Explorations by KWR and the drinking water sector in innovative water technology

Water constitutes one of the economic top sectors designated by the Ministry of Economic Affairs and Climate Policy. In order to stimulate innovations and create economic value from the knowledge developed, in late 2012 a new incentive programme came into effect: the TKI scheme (Top Sector Alliances for Knowledge and Innovation). One of the objectives of TKI Water Technology is to stimulate partnerships in the water cycle to enhance the efficiency of the invested resources. Private-public partnerships are the driving element. Not only research, but also pilots and testbeds are eligible for TKI funding.


The top sector policy – and therefore TKI Water Technology as well – aims to stimulate innovation in the water cycle by strengthening public-private partnerships (PPSs). The objective is to undertake interdisciplinary and participative research within the ‘golden triangle’ of government, business and knowledge institutions. Shaping this research collaboration requires good coordination between researchers, SMEs and drinking water utilities. Moreover, the research outcomes must find their way to the market. Water utilities all over the world are increasingly faced with similar challenges, such as climate change, aging infrastructure and polluted sources. The case for collaborating in the development and implementation of solutions is self-evident. For each research project, the PPS consortium determines the demand response, based on the market-uptake potential, societal challenges (e.g., achieving sustainability) and scientific insights. The science is thus at the service of the specified tasks. The degree to which the research project is fundamental or applied in character depends on the research organisation involved.

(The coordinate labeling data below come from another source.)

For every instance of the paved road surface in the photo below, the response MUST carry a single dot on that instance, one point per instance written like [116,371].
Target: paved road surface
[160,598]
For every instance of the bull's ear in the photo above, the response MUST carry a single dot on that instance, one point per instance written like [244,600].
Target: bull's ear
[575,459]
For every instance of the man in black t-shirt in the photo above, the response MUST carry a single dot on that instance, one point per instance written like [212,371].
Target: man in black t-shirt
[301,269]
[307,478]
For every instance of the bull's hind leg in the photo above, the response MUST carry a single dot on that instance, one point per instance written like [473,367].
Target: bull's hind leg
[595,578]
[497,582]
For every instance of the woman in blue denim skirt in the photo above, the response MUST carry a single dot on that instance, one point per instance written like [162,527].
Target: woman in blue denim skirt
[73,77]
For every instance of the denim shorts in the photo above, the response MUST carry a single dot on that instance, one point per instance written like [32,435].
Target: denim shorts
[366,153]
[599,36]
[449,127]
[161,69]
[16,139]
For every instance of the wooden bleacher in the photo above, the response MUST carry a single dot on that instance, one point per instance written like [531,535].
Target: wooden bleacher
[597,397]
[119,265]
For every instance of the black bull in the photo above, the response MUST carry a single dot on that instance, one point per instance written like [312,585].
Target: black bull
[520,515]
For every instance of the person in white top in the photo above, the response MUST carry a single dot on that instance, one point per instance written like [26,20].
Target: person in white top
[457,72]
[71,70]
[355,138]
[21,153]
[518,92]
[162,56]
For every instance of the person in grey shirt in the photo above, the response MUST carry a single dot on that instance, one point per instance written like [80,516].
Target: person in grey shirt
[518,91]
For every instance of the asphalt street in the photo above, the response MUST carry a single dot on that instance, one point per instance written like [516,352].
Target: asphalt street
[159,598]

KWR conducts the Joint Research Programme with the Dutch-Flemish drinking water sector; a collective programme for applied scientific research. All of the Dutch drinking water utilities participate, along with the largest Flemish drinking water utility (De Watergroep). Besides this joint research, the drinking water utilities together with KWR or other knowledge institutions take part in projects via TKI, Netherlands Organisation for Scientific Research (NOW), Horizon 2020, and others.

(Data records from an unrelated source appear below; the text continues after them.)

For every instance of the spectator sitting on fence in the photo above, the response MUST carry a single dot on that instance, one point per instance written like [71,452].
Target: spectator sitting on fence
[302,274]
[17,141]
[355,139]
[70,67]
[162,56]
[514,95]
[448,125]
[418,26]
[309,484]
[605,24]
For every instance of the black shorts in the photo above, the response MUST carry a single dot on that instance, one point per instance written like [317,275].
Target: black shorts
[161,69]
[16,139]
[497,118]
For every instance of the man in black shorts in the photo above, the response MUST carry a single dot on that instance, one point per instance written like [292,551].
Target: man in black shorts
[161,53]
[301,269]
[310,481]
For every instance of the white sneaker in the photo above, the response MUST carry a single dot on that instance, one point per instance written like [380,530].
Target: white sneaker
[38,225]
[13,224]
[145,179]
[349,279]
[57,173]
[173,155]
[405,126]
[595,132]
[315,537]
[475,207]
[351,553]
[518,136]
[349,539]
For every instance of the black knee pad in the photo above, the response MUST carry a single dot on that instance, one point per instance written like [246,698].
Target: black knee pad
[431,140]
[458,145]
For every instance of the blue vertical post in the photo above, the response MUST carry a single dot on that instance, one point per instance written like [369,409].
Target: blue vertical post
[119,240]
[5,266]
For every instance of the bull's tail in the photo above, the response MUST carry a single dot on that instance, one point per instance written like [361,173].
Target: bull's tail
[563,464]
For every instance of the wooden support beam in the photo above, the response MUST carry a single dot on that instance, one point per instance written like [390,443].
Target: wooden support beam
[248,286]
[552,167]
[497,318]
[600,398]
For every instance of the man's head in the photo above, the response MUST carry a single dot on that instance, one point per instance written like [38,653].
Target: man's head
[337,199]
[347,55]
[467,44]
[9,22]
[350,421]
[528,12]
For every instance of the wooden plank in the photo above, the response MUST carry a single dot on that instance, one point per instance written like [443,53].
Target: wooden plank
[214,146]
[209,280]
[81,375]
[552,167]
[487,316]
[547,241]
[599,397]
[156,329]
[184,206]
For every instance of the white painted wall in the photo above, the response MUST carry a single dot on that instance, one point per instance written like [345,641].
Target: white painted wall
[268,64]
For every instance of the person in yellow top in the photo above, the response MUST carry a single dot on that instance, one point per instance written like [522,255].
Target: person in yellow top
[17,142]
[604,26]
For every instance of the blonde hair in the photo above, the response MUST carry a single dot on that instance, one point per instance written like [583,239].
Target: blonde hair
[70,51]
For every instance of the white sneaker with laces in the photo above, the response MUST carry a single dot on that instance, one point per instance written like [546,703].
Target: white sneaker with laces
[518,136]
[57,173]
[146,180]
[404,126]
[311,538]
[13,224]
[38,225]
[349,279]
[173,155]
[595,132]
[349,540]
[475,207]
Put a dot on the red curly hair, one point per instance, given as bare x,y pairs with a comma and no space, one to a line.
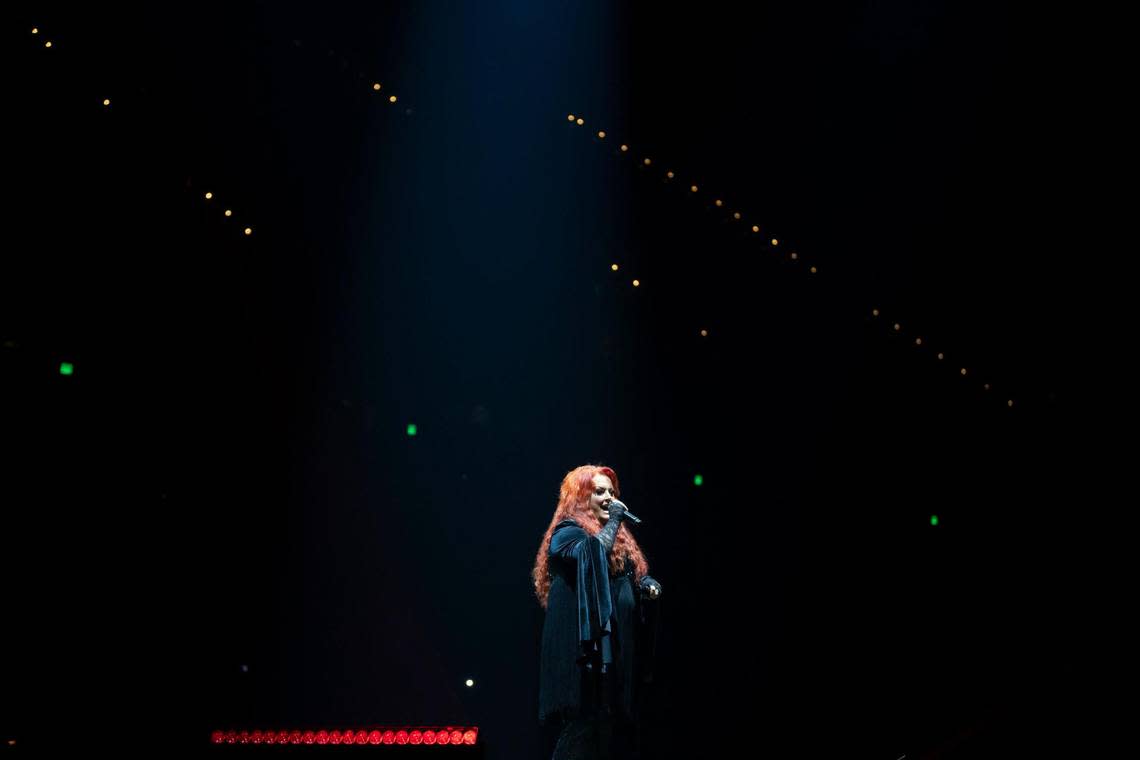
573,504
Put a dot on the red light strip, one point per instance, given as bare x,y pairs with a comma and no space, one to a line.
395,735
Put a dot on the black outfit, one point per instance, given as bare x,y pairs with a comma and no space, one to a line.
597,642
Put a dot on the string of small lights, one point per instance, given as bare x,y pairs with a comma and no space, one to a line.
774,244
227,211
445,736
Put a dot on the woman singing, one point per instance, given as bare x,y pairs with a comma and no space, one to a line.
593,580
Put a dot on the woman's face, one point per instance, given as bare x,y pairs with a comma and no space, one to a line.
601,496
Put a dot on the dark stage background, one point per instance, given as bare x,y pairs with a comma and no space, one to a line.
220,519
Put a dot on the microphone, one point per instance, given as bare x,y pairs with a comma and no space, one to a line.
629,515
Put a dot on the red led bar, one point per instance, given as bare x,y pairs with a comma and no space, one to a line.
444,736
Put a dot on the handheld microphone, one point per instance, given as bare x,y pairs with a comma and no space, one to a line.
629,515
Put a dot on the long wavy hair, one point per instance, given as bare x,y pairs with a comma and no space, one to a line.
573,504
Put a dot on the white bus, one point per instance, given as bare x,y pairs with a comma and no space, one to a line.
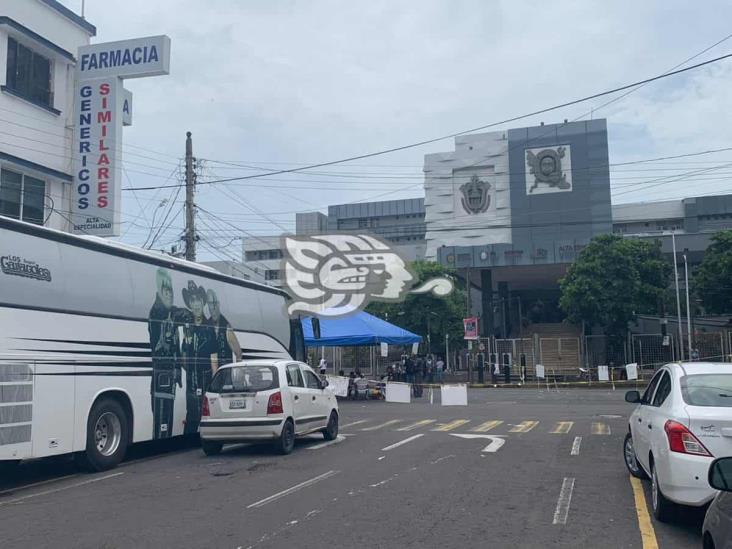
103,345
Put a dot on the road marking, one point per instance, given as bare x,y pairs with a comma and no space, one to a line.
524,427
54,490
396,445
496,441
487,426
575,446
359,422
417,425
565,498
292,489
648,535
454,424
562,428
337,440
375,427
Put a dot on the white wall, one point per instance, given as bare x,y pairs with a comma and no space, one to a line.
484,155
28,131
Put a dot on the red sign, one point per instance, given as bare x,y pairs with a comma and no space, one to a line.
471,327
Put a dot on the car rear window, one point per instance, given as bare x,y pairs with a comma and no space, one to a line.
707,390
245,379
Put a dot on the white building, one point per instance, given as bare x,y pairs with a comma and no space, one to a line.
263,258
38,45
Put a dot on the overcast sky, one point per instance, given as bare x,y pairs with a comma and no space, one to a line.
274,84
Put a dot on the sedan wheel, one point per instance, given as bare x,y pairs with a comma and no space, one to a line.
631,461
286,442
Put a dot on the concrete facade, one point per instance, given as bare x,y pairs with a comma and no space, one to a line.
545,191
37,135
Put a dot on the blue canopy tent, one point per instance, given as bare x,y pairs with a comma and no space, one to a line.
359,328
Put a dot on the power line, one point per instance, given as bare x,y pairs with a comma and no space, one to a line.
480,128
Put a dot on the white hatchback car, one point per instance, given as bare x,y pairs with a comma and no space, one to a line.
266,400
683,421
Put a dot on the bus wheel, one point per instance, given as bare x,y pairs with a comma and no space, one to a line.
106,435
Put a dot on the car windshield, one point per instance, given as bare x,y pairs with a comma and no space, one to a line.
707,390
245,379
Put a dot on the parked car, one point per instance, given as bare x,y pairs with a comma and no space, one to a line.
266,400
717,529
682,422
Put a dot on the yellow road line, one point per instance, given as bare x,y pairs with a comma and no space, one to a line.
417,425
487,426
599,428
648,535
524,427
454,424
562,427
375,427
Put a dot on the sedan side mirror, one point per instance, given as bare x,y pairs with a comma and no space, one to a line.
720,474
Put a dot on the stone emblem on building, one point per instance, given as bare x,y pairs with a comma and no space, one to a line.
549,170
476,195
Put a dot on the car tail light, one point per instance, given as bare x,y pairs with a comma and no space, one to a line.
681,440
274,405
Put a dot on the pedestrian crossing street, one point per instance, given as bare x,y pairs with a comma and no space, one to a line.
563,427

Exploratory research as a rule precedes the set-up of PPS research projects. Its objective is two-fold: (1) to research the developments and trends that are relevant for the sector, and (2) to investigate the needs of SMEs and other businesses, as well as end-users in the sector. And furthermore, and perhaps just as important, there is (3): the retrospective, that is, the study the research projects’ outcomes and possible areas for improvement.


We connect TKI and the Joint Research Programme with other national and international water research programmes, partners and funds, by taking the initiative and becoming involved in the agenda-setting and the conduct of national and international research programmes. We explore, stimulate and learn from research collaborations with knowledge partners in the water cycle and the triple helix. The exploration and study of the research needs at the drinking water utilities, and the coordination with researchers and SMEs and other businesses as well as end-users in the sector, lead to new innovative research projects. We investigate the possibilities for knowledge exchange and collaboration for TKI with the Joint Research Programme and other research programmes. For TKI, the Joint Research Programme and KWR, it is highly important that coordination, connection and collaboration be sought with other water research programmes. These activities are linked to the objectives of the exploratory research mentioned above under objectives (1) and (2).

There was initially no suitable guide available for the evaluation of TKI projects. So, in 2014, in consultation with representatives of the TKI Programme Board, a format was developed for the evaluation of completed TKI projects. This tool is used to evaluate each project and explore what it accomplished and identify possible areas of improvement. This activity is linked to objective (3) of the exploratory research.


One important outcome is the study, alignment and coordination of the TKI and Joint Research Programme input in national and international water research programmes. Connecting and collaborating with other research programmes multiplies the impact of knowledge and research funding. Furthermore, space for innovation is created thanks to a climate in which KWR, the drinking water utilities, water-cycle partners, science and business, get to know and appreciate each other. Partial results are widely disseminated and serve to develop new research programmes and projects.

Dissemination activities have taken place in parallel via websites (KWR, TKI Water Technology, Water Top Sector), trade exhibitions (Aqua Nederland Vakbeurs, Wetsus), and seminars/workshops, which are organised independently or in combination with events created by third parties – these might be both internal water-sector as well as cross-sectoral events.